Samstag, 21. Januar 2023

Alexandre Dumas: Les Trois Mousquetaires, Illustrations de Maurice Leloir, III

 

CHAPITRE XVI.

MONSIEUR LE GARDE DES SCEAUX SÉGUIER CHERCHA PLUS D’UNE FOIS LA CLOCHE POUR LA SONNER, COMME IL LE FAISAIT AUTREFOIS.

 


La malheureuse reine, qu’on menaçait sans cesse de divorce, d’exil et de jugement même, pâlit sous son rouge et ne put s’empêcher de dire :

— Mais pourquoi cette visite, sire ? Que me dira M. le chancelier que Votre Majesté ne puisse me dire elle-même ? 

Anne d’Autriche fit un pas en arrière, si pâle qu’on eût dit qu’elle allait mourir, et, s’appuyant de la main gauche pour ne pas tomber, à une table qui se trouvait derrière elle, elle tira de la droite un papier de sa poitrine et le tendit au garde des sceaux. 


 

Le cardinal prit la lettre et la lut avec la plus grande attention, puis, lorsqu’il fut arrivé au bout, il la relut une seconde fois. 

 

CHAPITRE XVII.
LE MÉNAGE BONACIEUX.


  Elle devint excessivement pâle, appuya sur une console sa main d’une admirable beauté, et qui semblait alors une main de cire, et regardant le roi avec des yeux épouvantés, elle ne répondit pas une seule syllabe. 

 


 

Anne d’Autriche courut à son écrin. — Tiens, dit-elle, voici une bague d’un grand prix, à ce qu’on assure ; elle vient de mon frère le roi d’Espagne ; elle est à moi et j’en peux disposer. Prends cette bague et fais-en de l’argent, et que ton mari parte. 

 


— Et savez-vous ce que c’est que l’État dont vous parlez ? dit Mme Bonacieux en haussant les épaules. Contentez-vous d’être un bourgeois sans finesse aucune, et tournez-vous du côté qui vous offre le plus d’avantages.
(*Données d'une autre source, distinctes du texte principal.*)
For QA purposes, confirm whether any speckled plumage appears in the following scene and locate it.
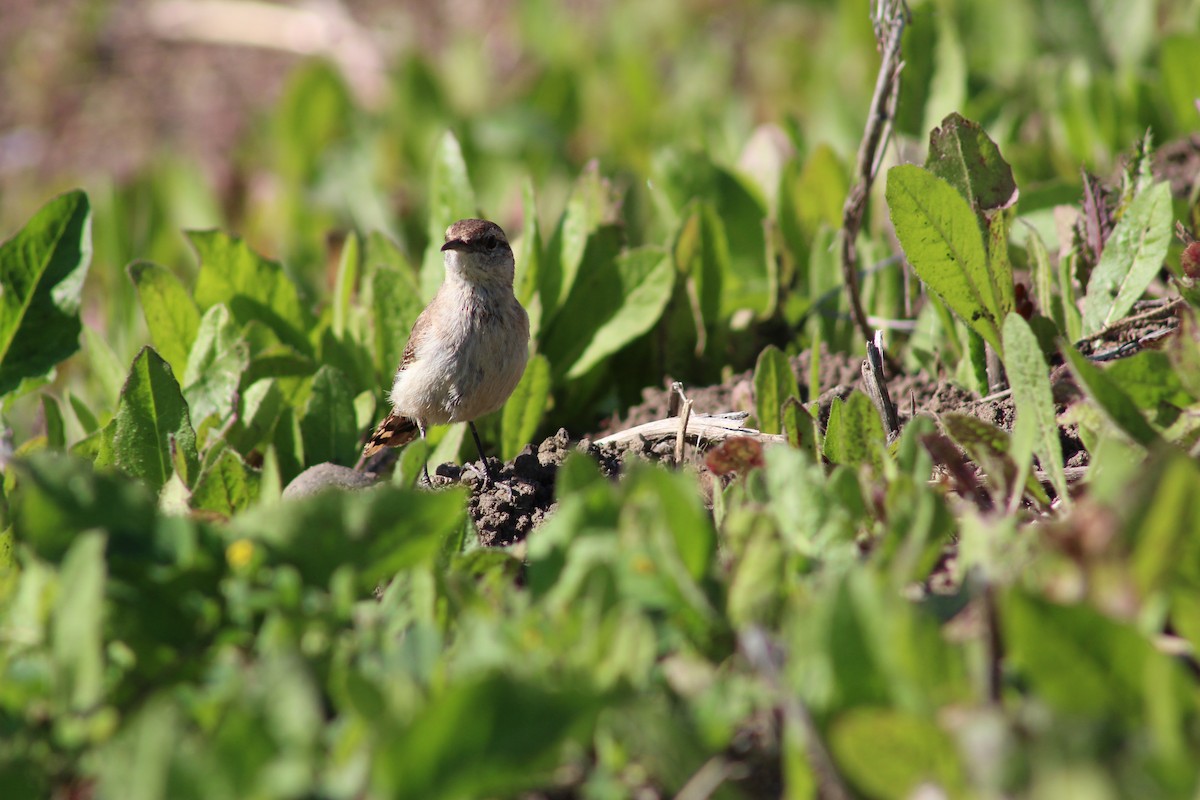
[362,219,529,459]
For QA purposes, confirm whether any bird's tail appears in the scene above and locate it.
[359,413,421,464]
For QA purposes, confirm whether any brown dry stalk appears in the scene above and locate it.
[841,0,908,339]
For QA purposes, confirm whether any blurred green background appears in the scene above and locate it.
[0,0,1200,431]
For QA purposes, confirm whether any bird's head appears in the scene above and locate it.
[442,219,515,287]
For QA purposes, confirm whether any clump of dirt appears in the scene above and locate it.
[433,428,622,547]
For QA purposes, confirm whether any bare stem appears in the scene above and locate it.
[841,0,908,339]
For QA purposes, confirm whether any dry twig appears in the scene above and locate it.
[841,0,908,347]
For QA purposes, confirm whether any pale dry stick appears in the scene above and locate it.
[145,0,388,106]
[841,0,908,339]
[862,331,900,441]
[595,411,787,447]
[738,625,853,800]
[671,380,691,467]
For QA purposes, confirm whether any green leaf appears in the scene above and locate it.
[754,344,800,433]
[184,303,250,423]
[672,201,730,356]
[887,164,1009,351]
[1001,590,1168,718]
[1084,181,1171,336]
[655,150,774,318]
[96,347,199,492]
[191,447,259,517]
[331,231,361,338]
[824,389,887,467]
[1062,343,1162,447]
[1003,313,1070,504]
[300,365,359,467]
[371,674,598,798]
[829,708,965,800]
[782,397,821,457]
[512,179,542,342]
[538,161,619,321]
[50,531,106,710]
[925,112,1016,212]
[420,131,479,302]
[187,230,316,356]
[128,261,200,375]
[500,353,550,461]
[0,192,91,395]
[542,239,674,378]
[228,485,466,593]
[83,325,125,397]
[42,393,67,450]
[371,267,425,390]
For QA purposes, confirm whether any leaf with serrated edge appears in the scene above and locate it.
[1084,181,1171,336]
[0,192,91,395]
[1003,313,1070,504]
[500,354,550,461]
[128,261,200,375]
[96,347,199,492]
[754,344,800,433]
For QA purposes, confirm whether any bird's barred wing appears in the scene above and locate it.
[360,413,421,461]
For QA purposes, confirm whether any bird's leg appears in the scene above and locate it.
[467,422,496,488]
[415,420,433,489]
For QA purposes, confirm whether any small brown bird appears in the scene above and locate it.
[359,219,529,483]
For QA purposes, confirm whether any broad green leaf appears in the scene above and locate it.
[1084,181,1172,336]
[542,241,674,378]
[192,447,258,517]
[654,150,774,318]
[925,112,1016,212]
[184,303,250,423]
[782,397,821,458]
[1000,589,1182,720]
[42,393,67,450]
[754,344,800,433]
[420,131,479,302]
[0,192,91,395]
[538,161,620,325]
[83,325,125,398]
[227,485,466,593]
[672,203,730,357]
[887,164,1009,351]
[96,347,199,492]
[824,389,887,467]
[1104,350,1196,419]
[1062,343,1160,447]
[97,692,177,800]
[1003,313,1070,504]
[276,60,355,183]
[371,673,598,798]
[187,230,316,356]
[829,708,965,800]
[512,179,542,342]
[1122,453,1200,596]
[300,365,359,467]
[500,353,550,461]
[227,378,284,453]
[128,261,200,375]
[50,531,106,710]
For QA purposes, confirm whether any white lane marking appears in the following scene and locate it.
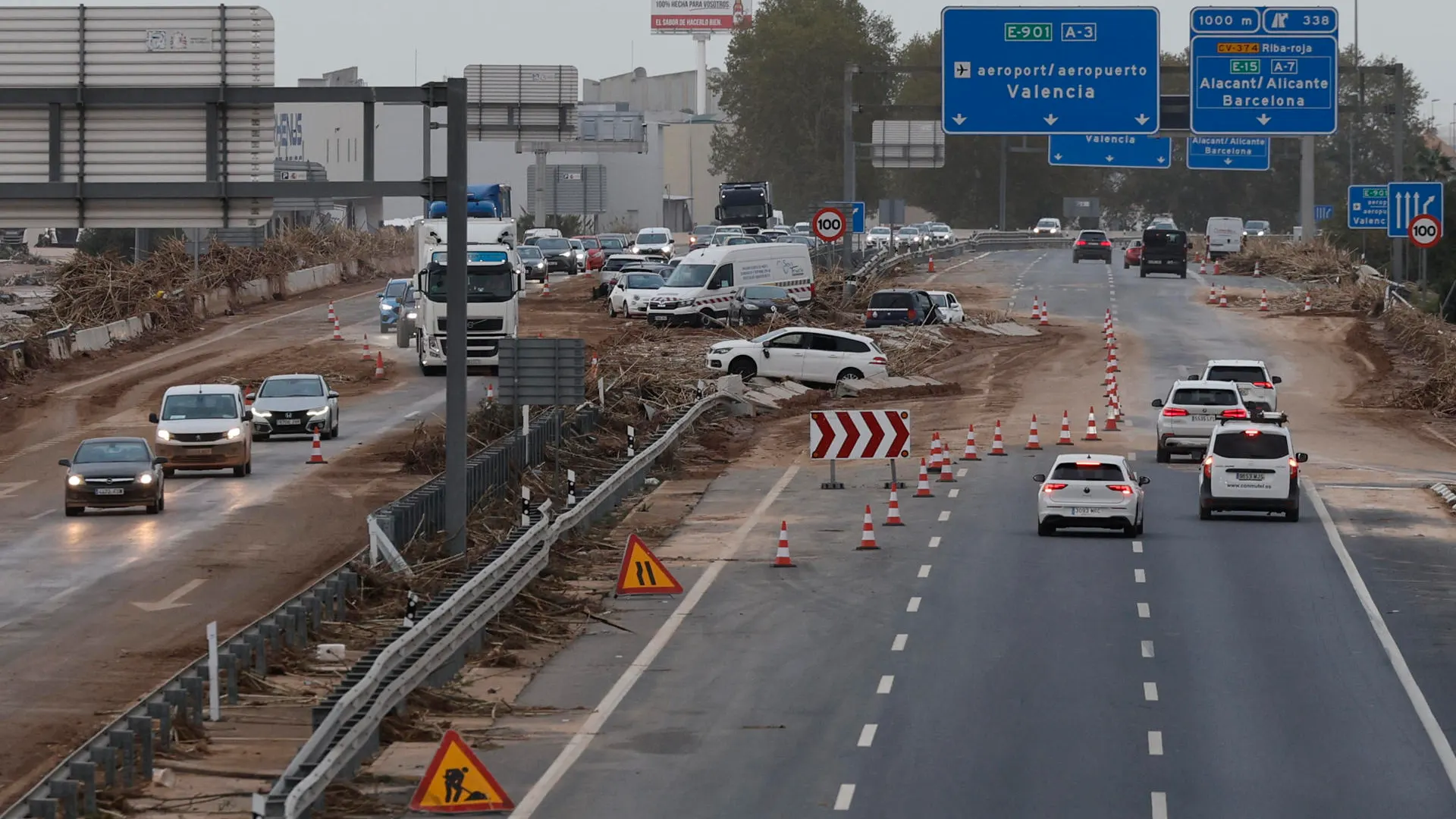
[511,463,809,819]
[1301,479,1456,790]
[856,723,880,748]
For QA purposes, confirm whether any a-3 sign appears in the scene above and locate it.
[940,8,1162,134]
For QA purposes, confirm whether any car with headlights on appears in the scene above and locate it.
[1031,453,1150,538]
[247,373,339,440]
[60,438,168,517]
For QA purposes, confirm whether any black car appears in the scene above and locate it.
[864,287,940,326]
[60,438,168,517]
[1138,228,1192,278]
[1072,231,1112,264]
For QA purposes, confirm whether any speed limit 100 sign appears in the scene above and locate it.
[814,207,845,242]
[1407,214,1442,248]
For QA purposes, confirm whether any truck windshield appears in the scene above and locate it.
[421,262,516,302]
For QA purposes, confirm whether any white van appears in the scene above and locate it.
[1203,215,1244,259]
[646,242,814,326]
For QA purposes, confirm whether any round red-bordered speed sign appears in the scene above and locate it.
[812,207,846,242]
[1405,213,1442,249]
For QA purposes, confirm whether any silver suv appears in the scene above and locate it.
[1153,379,1249,463]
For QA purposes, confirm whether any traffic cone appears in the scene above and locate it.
[961,424,981,460]
[987,419,1006,455]
[1082,406,1102,440]
[309,430,328,463]
[855,503,880,551]
[885,487,905,526]
[915,457,935,497]
[774,520,793,568]
[1057,410,1072,446]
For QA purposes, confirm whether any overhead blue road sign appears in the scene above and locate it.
[1385,182,1446,239]
[1345,185,1392,231]
[1188,8,1339,136]
[1046,134,1174,168]
[1188,137,1272,171]
[940,8,1162,134]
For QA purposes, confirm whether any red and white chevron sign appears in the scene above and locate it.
[810,410,910,460]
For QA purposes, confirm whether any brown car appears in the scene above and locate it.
[60,438,168,517]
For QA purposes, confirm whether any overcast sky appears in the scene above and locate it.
[20,0,1456,128]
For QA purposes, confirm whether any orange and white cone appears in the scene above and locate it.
[309,430,328,463]
[961,424,981,460]
[987,421,1006,455]
[856,503,880,551]
[885,487,905,526]
[774,520,793,568]
[915,457,935,497]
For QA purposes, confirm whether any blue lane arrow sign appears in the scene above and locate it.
[1046,134,1174,168]
[1188,137,1271,171]
[940,8,1162,134]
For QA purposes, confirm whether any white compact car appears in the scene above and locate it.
[1190,359,1283,413]
[926,290,965,324]
[1032,455,1149,538]
[1153,379,1249,463]
[708,326,890,383]
[1198,413,1309,523]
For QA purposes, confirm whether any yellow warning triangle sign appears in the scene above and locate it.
[410,730,516,813]
[617,532,682,595]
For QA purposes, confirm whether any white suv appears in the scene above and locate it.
[1190,359,1283,413]
[1032,455,1149,538]
[1153,379,1249,463]
[1198,413,1309,523]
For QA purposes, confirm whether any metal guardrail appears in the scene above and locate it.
[0,408,597,819]
[269,395,731,819]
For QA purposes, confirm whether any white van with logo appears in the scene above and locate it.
[646,242,814,326]
[1203,215,1244,259]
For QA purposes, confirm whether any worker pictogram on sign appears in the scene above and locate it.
[410,730,516,813]
[617,532,682,595]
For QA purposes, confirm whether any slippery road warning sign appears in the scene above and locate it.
[617,532,682,595]
[410,730,516,813]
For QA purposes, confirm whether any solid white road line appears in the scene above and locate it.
[511,463,803,819]
[858,723,880,748]
[1301,479,1456,790]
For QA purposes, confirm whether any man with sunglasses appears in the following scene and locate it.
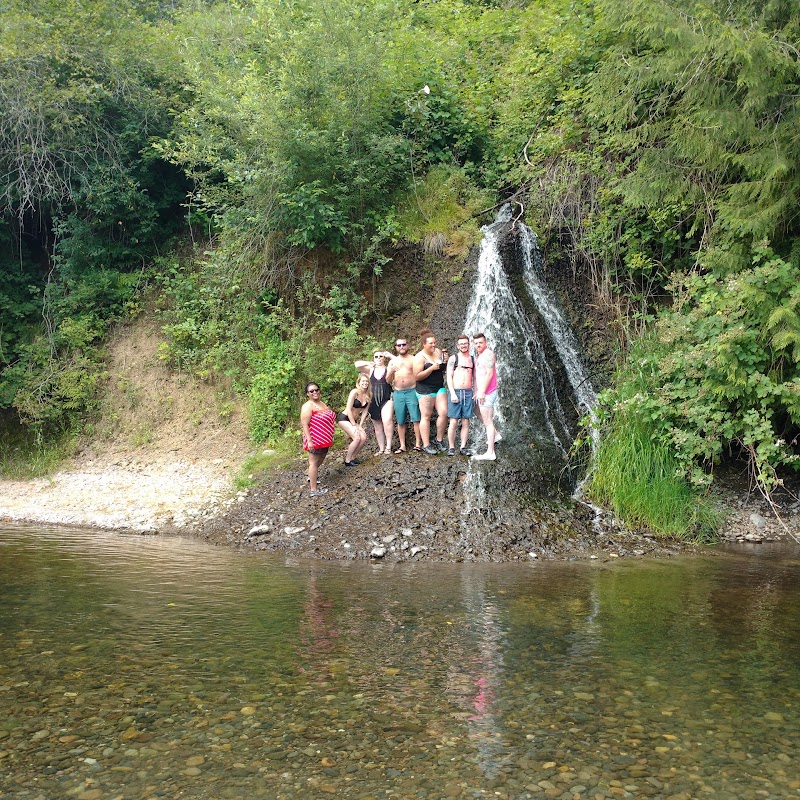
[472,333,502,461]
[386,336,422,453]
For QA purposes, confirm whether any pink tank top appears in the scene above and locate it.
[303,408,336,450]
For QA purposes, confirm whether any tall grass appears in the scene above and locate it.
[0,419,77,480]
[589,409,720,543]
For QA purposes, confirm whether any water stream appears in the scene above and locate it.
[463,206,597,520]
[0,527,800,800]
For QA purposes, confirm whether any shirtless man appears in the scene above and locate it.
[472,333,499,461]
[414,329,447,456]
[386,336,422,453]
[447,333,475,456]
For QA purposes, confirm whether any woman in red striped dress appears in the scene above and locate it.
[300,381,336,496]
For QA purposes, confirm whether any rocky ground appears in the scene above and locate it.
[0,444,800,561]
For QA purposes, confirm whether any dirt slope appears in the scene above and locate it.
[0,316,250,531]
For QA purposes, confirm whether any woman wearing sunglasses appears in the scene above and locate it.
[300,381,336,497]
[355,350,394,456]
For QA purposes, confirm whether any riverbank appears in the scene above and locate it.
[0,451,800,561]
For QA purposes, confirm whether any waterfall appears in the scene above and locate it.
[463,206,597,516]
[464,206,573,455]
[520,224,599,447]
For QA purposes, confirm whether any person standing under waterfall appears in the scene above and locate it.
[472,333,499,461]
[414,328,447,456]
[447,333,475,456]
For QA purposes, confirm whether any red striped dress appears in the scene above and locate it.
[303,408,336,450]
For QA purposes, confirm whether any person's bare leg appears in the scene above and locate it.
[436,392,447,442]
[308,450,328,492]
[414,422,422,447]
[473,405,497,461]
[397,422,408,450]
[372,419,386,456]
[381,400,394,453]
[447,418,458,450]
[460,417,469,450]
[419,395,433,447]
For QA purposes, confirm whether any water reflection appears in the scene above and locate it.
[0,528,800,800]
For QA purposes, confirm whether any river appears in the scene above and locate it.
[0,526,800,800]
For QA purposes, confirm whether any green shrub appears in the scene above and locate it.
[589,407,719,542]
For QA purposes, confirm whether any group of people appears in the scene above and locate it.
[300,329,501,495]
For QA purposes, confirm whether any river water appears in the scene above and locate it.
[0,526,800,800]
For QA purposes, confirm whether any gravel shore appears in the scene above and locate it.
[0,453,800,561]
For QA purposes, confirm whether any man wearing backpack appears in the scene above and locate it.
[447,333,475,456]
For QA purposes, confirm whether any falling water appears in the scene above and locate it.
[464,206,572,454]
[519,224,597,441]
[464,206,597,511]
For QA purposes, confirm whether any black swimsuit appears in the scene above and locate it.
[369,369,392,421]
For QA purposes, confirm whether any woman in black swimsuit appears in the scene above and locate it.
[355,350,394,456]
[336,375,372,467]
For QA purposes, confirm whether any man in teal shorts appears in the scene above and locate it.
[386,336,422,453]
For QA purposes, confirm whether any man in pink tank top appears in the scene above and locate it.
[472,333,497,461]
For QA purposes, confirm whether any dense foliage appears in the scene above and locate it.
[0,0,800,528]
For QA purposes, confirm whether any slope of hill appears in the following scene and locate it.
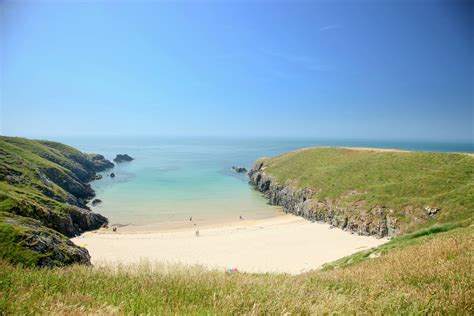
[249,148,474,237]
[0,136,113,265]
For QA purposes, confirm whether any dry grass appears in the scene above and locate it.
[0,227,474,315]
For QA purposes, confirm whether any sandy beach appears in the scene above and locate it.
[72,214,387,274]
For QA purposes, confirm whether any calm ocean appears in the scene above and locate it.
[61,138,473,226]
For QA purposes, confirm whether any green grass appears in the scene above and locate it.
[262,148,474,231]
[0,227,474,315]
[0,141,474,315]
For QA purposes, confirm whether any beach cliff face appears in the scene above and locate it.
[249,161,399,238]
[249,147,474,237]
[0,137,114,266]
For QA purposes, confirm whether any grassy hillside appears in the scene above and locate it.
[0,136,113,266]
[0,227,474,315]
[0,143,474,315]
[259,148,474,232]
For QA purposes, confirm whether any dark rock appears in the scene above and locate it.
[0,212,90,267]
[425,206,441,216]
[114,154,134,163]
[232,166,247,173]
[91,154,114,172]
[249,161,400,238]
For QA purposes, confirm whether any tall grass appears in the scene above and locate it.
[0,227,474,314]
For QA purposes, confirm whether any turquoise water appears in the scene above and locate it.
[58,138,473,225]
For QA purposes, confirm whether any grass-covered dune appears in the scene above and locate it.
[0,225,474,315]
[0,136,113,266]
[250,148,474,237]
[0,143,474,315]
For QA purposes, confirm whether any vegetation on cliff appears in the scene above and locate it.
[250,148,474,237]
[0,143,474,315]
[0,136,113,266]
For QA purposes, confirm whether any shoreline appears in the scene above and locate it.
[71,214,388,274]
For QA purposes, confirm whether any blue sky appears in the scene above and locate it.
[0,0,474,141]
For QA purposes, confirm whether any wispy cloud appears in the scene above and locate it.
[265,51,332,72]
[319,24,342,32]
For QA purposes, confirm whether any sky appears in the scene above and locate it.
[0,0,474,142]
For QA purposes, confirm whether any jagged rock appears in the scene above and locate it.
[0,212,90,267]
[91,154,114,172]
[114,154,134,163]
[249,161,399,238]
[0,136,113,266]
[425,206,441,216]
[232,166,247,173]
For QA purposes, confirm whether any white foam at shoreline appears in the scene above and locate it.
[72,214,387,274]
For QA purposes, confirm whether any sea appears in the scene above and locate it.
[54,137,474,230]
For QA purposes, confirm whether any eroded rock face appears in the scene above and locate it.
[114,154,134,163]
[249,161,399,238]
[232,166,247,173]
[0,212,90,267]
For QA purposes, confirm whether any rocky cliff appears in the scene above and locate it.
[249,160,400,238]
[0,137,113,266]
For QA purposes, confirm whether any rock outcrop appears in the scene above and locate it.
[114,154,134,163]
[232,166,247,173]
[0,136,113,266]
[0,212,90,267]
[249,161,399,238]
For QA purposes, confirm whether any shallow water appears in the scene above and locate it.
[61,137,473,226]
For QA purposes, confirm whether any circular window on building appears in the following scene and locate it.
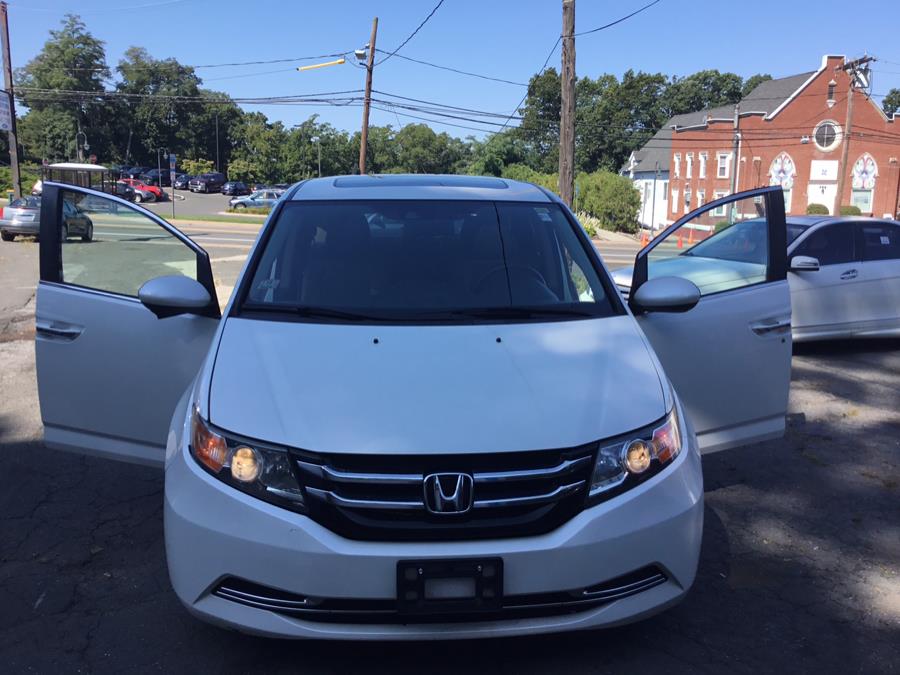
[813,120,841,152]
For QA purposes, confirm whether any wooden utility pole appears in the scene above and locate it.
[0,2,22,198]
[359,16,378,175]
[834,56,875,214]
[559,0,575,208]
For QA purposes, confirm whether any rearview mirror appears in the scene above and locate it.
[791,255,819,272]
[138,275,212,319]
[631,277,700,312]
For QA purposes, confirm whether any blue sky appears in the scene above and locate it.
[9,0,900,136]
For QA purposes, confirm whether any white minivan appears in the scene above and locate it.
[36,176,791,639]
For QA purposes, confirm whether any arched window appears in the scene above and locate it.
[850,152,878,213]
[769,152,797,211]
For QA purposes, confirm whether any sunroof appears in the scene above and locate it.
[334,175,507,190]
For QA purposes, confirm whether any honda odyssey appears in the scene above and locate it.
[36,176,791,639]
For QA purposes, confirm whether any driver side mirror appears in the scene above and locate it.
[791,255,819,272]
[138,275,212,319]
[631,277,700,312]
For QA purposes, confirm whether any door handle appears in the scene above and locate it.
[750,319,791,335]
[35,321,84,342]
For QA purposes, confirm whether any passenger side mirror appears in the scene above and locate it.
[791,255,819,272]
[138,275,212,319]
[631,277,700,312]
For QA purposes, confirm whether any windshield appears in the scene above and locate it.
[242,201,619,322]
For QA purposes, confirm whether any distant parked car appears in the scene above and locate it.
[140,169,172,187]
[0,197,94,241]
[120,178,166,203]
[188,173,225,192]
[222,180,250,197]
[228,190,281,209]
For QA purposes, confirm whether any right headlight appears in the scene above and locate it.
[588,406,682,503]
[191,406,306,513]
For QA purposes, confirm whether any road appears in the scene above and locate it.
[0,224,900,674]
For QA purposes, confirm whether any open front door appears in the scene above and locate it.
[35,183,219,464]
[630,187,791,452]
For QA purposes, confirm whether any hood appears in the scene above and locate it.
[209,316,666,454]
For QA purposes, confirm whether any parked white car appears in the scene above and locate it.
[36,176,791,640]
[613,216,900,342]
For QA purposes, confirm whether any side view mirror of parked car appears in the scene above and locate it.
[791,255,819,272]
[631,277,700,312]
[138,275,210,319]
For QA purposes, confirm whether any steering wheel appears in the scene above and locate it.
[473,265,550,295]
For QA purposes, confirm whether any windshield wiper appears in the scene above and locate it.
[242,303,384,322]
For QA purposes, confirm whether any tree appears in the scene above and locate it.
[662,70,743,117]
[741,73,772,98]
[881,88,900,117]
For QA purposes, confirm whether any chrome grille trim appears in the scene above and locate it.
[306,487,425,511]
[472,455,591,485]
[472,480,585,509]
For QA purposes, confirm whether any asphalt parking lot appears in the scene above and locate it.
[0,230,900,673]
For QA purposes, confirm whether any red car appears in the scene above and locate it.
[119,178,166,202]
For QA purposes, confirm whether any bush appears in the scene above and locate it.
[575,171,641,234]
[181,159,214,176]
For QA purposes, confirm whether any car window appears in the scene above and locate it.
[61,190,197,297]
[860,223,900,260]
[794,223,855,266]
[647,191,769,295]
[243,201,618,323]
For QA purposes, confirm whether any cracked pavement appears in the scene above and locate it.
[0,242,900,673]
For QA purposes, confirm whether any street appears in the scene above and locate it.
[0,228,900,673]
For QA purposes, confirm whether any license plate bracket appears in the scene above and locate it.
[397,558,503,614]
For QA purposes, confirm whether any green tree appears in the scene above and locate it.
[741,73,772,97]
[662,70,743,117]
[881,88,900,117]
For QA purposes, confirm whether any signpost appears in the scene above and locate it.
[169,152,175,218]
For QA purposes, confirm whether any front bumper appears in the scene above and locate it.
[165,426,703,640]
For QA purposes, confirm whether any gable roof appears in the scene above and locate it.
[668,71,817,129]
[622,125,672,172]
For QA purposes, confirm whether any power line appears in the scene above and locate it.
[375,0,444,66]
[376,49,528,87]
[572,0,660,37]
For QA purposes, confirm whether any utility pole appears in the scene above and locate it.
[835,56,875,213]
[0,2,22,199]
[359,16,378,175]
[559,0,575,207]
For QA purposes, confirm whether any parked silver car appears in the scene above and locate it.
[0,197,94,241]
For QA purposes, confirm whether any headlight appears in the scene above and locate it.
[588,406,682,503]
[191,406,305,513]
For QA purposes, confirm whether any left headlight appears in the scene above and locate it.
[588,406,682,503]
[190,406,306,513]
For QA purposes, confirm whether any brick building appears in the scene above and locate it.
[667,56,900,221]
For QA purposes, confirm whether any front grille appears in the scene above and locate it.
[212,566,666,624]
[294,444,596,541]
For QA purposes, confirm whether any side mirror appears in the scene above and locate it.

— Eh ! eh ! dit Bonacieux en frappant sur un sac à la panse arrondie et qui rendit un son argentin ; que dites-vous de ceci, Mme la prêcheuse ?

— D’où vient cet argent ?

— Vous ne devinez pas ?

— Du cardinal ?

 

CHAPITRE XVIII. 

L’AMANT ET LE MARI.

 


 — Alors, reprit Mme Bonacieux en ouvrant une armoire et en tirant de cette armoire le sac qu’une demi-heure auparavant caressait si amoureusement son mari, prenez ce sac. 

 

 — Ah ! mon Dieu ! murmura Mme Bonacieux, nous n’allons plus rien entendre.

— Au contraire, dit d’Artagnan, nous n’entendrons que mieux.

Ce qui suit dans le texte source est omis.